ENVIRONMENT

Ranger cool on hot Pilbara work

A program that helps employees manage their hydration while working in one of Australia’s hottest regions has won its creator the Australia’s Mining Monthly Awards Safety Excellence award.

Pilbara weather is extreme

Pilbara weather is extreme

Indeed, the program has been so well received, no-one in the company has needed medical aid for dehydration since it started.

Developed by Ranger Drilling in 2018, the Ranger hydration and heat illness program initiative was rolled out to show employees how to keep hydrated and healthy while working in Western Australia's Pilbara, after a couple of cases of dehydration.

Ranger business services manager Andrew Campbell told Australia's Mining Monthly the Pilbara was getting hotter, so heat-related risks were increasing.

He said despite providing ice water, electrolytes, vehicles with air-conditioned cabs, shade and training, workers were still reporting heat-related illnesses.

To counter this, Ranger started looking at ways for workers to self-manage their hydration levels.

As part of the hydration program actions, tests and tools dependant on an individual's urine specific gravity test result were developed, and urine pen refractometers were installed on all rigs by March 2018.

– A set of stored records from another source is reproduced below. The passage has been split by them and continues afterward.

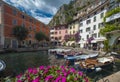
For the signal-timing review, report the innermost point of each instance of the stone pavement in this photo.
(112, 78)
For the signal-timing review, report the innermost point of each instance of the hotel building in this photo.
(91, 21)
(58, 33)
(11, 17)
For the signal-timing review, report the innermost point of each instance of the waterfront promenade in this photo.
(112, 78)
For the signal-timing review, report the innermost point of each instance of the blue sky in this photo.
(42, 10)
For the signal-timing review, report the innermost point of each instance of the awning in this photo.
(82, 42)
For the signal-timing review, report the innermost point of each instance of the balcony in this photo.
(113, 17)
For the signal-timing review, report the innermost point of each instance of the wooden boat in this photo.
(71, 60)
(92, 64)
(2, 65)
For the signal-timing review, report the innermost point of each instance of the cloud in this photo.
(45, 9)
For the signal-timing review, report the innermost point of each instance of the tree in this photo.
(20, 33)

Workers were taught how to use the pens and record the data, with training undertaken in September as the weather was heating up.

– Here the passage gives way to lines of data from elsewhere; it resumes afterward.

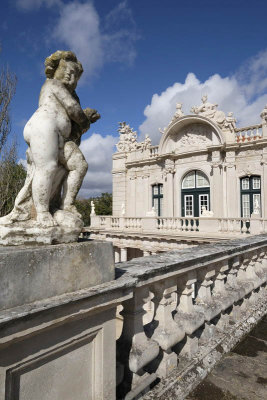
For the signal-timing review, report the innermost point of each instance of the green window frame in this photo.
(157, 198)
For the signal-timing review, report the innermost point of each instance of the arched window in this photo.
(195, 194)
(157, 198)
(250, 196)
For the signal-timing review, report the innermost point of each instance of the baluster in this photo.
(259, 270)
(167, 333)
(221, 295)
(187, 316)
(135, 349)
(235, 288)
(205, 303)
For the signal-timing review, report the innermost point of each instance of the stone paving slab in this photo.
(241, 374)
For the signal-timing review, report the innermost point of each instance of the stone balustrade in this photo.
(190, 225)
(185, 302)
(154, 151)
(249, 133)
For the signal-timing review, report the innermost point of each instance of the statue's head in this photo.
(64, 66)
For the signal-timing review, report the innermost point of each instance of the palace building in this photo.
(206, 180)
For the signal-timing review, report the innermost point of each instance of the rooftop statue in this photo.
(55, 164)
(128, 139)
(179, 112)
(210, 111)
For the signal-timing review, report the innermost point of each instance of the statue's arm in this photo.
(72, 106)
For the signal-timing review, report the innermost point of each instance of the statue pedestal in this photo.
(57, 336)
(29, 232)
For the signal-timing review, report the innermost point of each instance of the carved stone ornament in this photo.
(195, 135)
(44, 210)
(264, 114)
(210, 111)
(248, 169)
(128, 139)
(169, 167)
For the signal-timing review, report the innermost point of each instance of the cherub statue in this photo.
(179, 113)
(55, 165)
(210, 111)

No heat-illness cases were recorded, however, Campbell said in December 2018 and Feb 2019 there were two cases of hyponatremia, where a worker drank too much water and diluted the sodium levels in his blood.

He said because people had different physiologies it was not always the best idea to just drink more water when thirsty.

Finding the worker was a vegan, the program was adjusted accordingly to highlight the importance of sodium intake as well as water for non-meat eaters.

Ranger's total recordable injury frequency rate has dropped as a result of the hydration program, from 15.2 to 6.3, with the two hyponatremia cases accounting for the 6.3 figure.

Campbell said 60,000 tests had been carried out by 130 workers in the 20-months since the program started, and despite the average monthly ambient temperatures hitting 35C, no-one had needed hospitalisation or treatment for dehydration in that time.